My interest was piqued, but I had concerns. “Tonight? At this hour?”
“If you fear for your safety, let me assure you that at no hour of day or night is Saint Nichol markedly less perilous.” A smile touched the corners of his mouth and I had the idea that it was a mocking smile. “While I cannot guarantee with absolute certainty that you will survive the experience,” he went on, “I swear that you will be as safe in my company in Saint Nichol as you would be on any other street in London.”
I hesitated and, apparently attributing my hesitancy to greed, Richmond said, “Name your price, then. I will gladly pay it.”
“Money is not at issue,” I told him. “Mental ailments—and I presume this is why you have sought me out, to treat such an ailment—are not easily corrected. I am no carpenter who can repair your steps or patch a hole in your roof in a few hours.”
“I do not expect you to effect a cure, simply to give me your counsel.”
“On what subject? Is there a patient you wish me to observe?”

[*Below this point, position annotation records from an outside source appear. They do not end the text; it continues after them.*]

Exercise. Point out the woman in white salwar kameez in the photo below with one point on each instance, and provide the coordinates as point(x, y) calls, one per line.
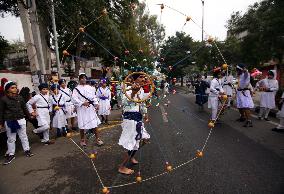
point(133, 130)
point(268, 88)
point(227, 84)
point(69, 106)
point(215, 91)
point(86, 103)
point(280, 115)
point(244, 99)
point(104, 97)
point(57, 108)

“Two. Myself and one other.”
I started to speak, but he said, “You have questions for me. That I understand. And I intend to answer them. But my answers, insufficient as they are, will be far more revealing in light of what I have to show you.”

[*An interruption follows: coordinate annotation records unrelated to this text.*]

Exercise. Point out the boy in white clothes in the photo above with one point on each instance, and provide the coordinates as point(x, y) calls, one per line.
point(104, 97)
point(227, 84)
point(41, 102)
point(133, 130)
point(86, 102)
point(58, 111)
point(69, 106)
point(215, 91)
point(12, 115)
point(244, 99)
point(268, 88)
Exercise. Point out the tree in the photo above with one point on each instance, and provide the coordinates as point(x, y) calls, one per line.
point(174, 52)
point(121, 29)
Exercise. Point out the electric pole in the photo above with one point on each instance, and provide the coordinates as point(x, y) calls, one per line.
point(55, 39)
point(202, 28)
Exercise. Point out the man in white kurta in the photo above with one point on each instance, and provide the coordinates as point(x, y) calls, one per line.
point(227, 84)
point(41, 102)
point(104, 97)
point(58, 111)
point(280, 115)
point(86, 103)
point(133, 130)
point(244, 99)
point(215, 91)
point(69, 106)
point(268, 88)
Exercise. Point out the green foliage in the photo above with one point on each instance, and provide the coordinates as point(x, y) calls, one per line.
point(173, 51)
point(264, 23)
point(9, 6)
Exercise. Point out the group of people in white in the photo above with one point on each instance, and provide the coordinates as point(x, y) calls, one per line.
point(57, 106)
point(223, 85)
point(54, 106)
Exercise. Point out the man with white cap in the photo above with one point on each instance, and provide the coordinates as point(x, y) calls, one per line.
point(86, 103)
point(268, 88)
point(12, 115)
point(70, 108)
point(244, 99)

Without waiting to learn whether or not I would accept his invitation (I fully intended to accept, seduced by the air of mystery attaching to it), he produced a silver whistle from his coat and sounded a blast. A coach and pair lurched into view at the end of the lane, wheels and hooves raising a clatter. At that distance, rendered featureless and distorted by the fog, it posed an indistinct black mass against the diffuse yellow light, and the coachman’s bulky figure, established in vague silhouette, seemed a projection of that blackness, the crude semblance of half a man. I climbed into the coach with no little trepidation, its aspect having brought to mind a Turner seascape I had long admired, not as regards its particulars, but relating to the sinister mood suggested by its depiction of a numinous fiery light smothered beneath lowering grim clouds.